Tiny Cock Needs Sucking! HELP!
If any ladies are still up and craving some cock please help me!? Its been 3 years since I had sex or a nice blowjob! I am not the best looking guy or biggest penis either. But good with my tongue and kissing! You come over suck me, If we want to do more then lets do it. Then you leave, if you have time tomorrow or next day come by again! I cant have people stay the night here. ASK ME FOR MY FACE PICS! ALSO IF YOU WANT TO HEAT THINGS UP OR TRY SOMETHING DIFFERENT THERE IS AN ALLEY BY MY HOUSE WE CAN SURE TRY PUBLIC FUCK? PETER
The last time I saw someone blowing on something like that, he was leading mice out of a German village.

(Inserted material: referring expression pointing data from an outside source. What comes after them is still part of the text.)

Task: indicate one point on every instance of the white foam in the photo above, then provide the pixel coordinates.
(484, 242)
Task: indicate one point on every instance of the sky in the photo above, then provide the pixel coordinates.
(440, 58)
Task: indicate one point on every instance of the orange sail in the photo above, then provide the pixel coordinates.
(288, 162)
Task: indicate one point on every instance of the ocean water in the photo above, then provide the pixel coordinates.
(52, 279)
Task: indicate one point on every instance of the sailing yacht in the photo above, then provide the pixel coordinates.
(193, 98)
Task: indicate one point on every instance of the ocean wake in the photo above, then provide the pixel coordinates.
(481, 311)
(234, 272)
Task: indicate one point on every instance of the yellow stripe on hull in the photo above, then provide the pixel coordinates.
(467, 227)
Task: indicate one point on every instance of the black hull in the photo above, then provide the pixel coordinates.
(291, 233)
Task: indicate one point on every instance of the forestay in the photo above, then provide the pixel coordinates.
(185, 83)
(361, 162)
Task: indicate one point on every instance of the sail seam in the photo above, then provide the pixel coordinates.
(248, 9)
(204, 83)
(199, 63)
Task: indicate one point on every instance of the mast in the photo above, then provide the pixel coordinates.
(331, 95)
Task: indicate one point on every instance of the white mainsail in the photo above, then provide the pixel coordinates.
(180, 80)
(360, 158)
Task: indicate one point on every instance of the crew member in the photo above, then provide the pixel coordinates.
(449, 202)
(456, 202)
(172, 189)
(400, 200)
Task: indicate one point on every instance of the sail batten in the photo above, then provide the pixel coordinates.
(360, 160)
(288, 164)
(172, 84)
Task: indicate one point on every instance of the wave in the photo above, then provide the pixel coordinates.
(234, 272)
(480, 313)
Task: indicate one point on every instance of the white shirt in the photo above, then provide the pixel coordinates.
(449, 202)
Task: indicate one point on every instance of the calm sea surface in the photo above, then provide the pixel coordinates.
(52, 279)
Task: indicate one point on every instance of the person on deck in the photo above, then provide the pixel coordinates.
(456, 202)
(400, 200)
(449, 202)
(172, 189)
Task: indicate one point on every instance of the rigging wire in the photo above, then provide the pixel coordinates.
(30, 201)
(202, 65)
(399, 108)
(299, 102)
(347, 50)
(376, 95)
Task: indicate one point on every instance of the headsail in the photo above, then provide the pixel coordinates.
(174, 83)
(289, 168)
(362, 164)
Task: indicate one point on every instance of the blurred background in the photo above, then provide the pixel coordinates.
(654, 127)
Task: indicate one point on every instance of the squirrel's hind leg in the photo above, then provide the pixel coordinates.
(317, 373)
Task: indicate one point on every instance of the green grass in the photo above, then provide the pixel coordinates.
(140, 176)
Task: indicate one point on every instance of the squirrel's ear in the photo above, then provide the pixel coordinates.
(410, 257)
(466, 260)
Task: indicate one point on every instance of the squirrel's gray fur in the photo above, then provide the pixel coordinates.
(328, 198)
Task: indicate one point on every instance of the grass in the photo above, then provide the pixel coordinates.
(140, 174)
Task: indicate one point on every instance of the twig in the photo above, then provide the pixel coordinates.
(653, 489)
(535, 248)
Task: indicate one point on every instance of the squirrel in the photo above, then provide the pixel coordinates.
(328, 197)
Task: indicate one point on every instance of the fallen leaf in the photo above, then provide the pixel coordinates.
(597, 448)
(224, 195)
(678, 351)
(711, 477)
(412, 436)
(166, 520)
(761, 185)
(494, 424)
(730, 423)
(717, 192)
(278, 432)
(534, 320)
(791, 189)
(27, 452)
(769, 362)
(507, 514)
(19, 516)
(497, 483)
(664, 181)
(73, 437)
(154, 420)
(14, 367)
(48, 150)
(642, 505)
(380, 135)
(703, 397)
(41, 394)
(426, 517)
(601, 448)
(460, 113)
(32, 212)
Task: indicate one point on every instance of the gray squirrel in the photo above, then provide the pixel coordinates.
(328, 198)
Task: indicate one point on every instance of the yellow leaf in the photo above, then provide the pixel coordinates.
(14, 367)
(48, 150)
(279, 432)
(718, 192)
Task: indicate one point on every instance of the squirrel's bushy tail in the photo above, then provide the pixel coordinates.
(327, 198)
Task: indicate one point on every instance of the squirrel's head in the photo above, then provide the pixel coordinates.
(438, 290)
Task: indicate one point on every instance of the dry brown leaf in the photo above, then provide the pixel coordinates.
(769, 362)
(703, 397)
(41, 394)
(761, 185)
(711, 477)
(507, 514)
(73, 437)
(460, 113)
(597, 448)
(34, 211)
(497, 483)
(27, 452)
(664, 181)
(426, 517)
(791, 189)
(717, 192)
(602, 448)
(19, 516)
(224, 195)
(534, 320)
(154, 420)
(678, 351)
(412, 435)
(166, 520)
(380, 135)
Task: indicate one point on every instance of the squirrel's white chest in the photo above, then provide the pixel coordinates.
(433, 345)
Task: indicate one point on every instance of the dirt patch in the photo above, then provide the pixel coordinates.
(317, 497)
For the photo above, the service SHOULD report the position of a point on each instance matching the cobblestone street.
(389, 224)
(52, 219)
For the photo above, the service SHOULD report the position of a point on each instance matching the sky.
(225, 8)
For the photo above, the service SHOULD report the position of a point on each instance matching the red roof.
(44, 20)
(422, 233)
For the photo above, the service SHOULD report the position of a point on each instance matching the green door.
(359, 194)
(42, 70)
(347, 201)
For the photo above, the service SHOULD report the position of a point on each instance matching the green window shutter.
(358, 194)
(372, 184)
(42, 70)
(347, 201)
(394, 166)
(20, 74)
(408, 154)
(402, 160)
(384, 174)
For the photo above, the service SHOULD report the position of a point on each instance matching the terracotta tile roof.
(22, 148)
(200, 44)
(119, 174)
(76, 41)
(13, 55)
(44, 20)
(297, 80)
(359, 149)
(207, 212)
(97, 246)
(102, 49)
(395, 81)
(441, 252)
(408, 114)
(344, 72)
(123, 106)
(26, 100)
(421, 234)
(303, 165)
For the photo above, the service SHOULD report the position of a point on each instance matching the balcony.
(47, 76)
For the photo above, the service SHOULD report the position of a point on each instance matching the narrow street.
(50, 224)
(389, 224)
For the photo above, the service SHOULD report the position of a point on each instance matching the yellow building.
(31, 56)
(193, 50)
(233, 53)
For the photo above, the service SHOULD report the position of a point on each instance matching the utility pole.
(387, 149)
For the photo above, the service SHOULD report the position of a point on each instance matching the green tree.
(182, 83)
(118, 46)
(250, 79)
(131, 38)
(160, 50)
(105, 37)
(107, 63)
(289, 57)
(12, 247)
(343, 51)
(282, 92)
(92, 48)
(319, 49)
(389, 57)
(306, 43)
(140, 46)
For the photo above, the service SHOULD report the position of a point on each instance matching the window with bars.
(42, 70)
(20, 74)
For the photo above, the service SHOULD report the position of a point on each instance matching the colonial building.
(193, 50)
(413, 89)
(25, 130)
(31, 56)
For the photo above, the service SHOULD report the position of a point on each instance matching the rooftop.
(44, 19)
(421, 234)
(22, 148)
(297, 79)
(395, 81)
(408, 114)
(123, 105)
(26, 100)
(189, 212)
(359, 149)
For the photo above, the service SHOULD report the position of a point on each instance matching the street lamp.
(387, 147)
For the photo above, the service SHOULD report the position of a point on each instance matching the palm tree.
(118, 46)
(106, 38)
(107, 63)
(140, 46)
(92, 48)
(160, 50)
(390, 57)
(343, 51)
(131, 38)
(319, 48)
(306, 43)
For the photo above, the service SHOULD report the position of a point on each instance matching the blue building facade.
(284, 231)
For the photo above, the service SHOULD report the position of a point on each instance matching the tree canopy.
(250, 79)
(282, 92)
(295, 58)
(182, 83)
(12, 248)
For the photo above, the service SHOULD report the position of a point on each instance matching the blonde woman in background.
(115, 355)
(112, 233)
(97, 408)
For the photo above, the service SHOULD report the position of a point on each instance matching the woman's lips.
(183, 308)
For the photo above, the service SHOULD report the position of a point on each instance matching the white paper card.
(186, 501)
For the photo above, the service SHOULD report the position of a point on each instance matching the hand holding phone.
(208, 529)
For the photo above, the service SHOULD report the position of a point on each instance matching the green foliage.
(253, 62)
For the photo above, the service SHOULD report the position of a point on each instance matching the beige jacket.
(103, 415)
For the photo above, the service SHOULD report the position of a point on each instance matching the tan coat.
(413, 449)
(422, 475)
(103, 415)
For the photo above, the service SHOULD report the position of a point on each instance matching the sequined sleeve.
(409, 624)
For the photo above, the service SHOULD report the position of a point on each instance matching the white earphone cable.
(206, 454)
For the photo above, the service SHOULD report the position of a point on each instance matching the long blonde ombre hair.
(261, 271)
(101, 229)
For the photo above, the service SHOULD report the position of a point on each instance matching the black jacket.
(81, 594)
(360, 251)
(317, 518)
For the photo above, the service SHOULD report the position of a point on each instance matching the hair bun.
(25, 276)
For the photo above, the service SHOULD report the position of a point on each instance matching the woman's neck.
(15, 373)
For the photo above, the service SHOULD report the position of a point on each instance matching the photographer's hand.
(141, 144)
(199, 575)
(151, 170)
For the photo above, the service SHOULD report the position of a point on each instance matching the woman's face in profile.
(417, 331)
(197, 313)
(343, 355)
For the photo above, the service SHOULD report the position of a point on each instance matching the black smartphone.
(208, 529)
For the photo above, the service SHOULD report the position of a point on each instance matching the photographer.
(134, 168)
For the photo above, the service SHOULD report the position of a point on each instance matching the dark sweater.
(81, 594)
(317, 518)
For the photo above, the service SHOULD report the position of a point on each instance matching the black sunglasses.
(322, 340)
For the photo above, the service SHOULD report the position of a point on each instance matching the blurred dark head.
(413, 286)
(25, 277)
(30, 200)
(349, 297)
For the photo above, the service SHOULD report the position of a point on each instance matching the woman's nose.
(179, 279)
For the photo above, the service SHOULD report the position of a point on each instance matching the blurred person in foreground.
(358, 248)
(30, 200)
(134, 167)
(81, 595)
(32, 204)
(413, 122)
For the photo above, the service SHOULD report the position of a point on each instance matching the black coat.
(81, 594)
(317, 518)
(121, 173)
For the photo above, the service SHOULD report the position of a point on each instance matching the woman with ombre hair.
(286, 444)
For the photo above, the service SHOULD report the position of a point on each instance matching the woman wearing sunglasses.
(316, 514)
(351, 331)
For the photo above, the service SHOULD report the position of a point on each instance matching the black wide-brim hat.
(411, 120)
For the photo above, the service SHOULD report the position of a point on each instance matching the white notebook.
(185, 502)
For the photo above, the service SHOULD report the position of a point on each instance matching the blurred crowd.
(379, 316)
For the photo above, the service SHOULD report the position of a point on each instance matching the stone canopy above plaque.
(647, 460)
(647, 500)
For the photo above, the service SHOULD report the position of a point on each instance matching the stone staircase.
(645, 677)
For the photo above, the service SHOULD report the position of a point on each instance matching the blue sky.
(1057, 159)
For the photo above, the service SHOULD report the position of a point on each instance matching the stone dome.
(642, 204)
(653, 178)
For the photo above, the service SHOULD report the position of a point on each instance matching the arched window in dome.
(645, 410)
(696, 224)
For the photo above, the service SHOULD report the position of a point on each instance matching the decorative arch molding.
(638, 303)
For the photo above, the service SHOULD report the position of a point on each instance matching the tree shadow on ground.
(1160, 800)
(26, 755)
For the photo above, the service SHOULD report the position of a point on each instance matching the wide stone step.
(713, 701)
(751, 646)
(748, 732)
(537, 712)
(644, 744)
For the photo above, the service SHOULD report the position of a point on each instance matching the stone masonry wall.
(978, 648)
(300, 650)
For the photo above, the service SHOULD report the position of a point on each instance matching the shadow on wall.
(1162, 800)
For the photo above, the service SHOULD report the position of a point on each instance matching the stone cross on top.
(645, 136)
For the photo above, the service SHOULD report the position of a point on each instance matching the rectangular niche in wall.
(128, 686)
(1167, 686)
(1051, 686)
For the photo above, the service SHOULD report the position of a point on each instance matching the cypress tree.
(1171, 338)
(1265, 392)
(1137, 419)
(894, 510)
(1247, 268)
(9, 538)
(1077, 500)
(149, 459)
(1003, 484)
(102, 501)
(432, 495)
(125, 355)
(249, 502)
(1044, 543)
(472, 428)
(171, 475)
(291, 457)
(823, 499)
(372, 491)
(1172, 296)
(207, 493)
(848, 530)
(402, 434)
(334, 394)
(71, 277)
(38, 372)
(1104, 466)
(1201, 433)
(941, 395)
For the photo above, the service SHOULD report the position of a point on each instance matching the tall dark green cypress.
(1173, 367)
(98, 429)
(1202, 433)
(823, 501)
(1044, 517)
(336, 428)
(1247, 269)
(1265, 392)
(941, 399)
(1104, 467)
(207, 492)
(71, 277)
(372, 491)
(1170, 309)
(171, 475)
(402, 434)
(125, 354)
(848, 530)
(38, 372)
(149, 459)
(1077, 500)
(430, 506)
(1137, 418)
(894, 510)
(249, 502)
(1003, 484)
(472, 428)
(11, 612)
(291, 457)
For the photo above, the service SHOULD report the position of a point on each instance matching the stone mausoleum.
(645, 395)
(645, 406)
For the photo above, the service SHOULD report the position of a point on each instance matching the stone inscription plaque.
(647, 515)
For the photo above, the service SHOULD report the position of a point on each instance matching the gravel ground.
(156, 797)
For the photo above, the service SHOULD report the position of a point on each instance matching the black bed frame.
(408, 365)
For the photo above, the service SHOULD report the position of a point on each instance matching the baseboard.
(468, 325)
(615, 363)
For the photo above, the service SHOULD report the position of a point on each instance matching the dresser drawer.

Anyway, meet Peter, an Amish man who unfortunately lost his actual penis in an acorn smelting accident. Amish surgeons successfully replaced his penis with a nipple from a cow udder, and now Peter gets an aggressive hand job every time someone in the village wants a fresh bowl of cereal.
Since moving out of the village Peter has been rather horny, and to entice you frisky vixens over to his mom's basement, he proudly presents what at first glance appears to be Burger King's new 1/4inch Chicken Sausage wrapped in a light pork casing. Dip that thing in mustard and coat it with sesame seeds, and you'd have hordes of Chinese kids chasing you down the street with chop sticks.
Unfortunately, Peter's skull still needs to be halved and bored out like a picnic melon if he thinks this fucking pigsty of a personal ad would even attract a horny and blind porn star fresh out of black tar heroin.
If your ideal man resembles a cobwebbed Chia Pet with a bulbous, pale thorax, maybe we might have had a good start. But the dirty, semen-stained Old Navy sweatpants leading to white Wal-Mart socks elegantly matched with a pair of black Crocs doesn't help the cause of penus nonexistus. Women may be up for watching you masturbate on occasion guys, but for the love of Christ, take your fucking socks off. If masturbating makes your toes that cold, you need more blood.
Clean up your rat's nest, and extract that multi-plug outlet. Plug in a vacuum cleaner, a hair trimmer, and a Mogen clamp, which is used in circumcision procedures. Clean that craphole up, trim your abdominal hedges, and clip the tip off that elephant snout. Moisten it with oil, dip it in flour, fry it and serve with garnish and cold milk.
Also, plug in some lights. And for the love of God, turn them the fuck off.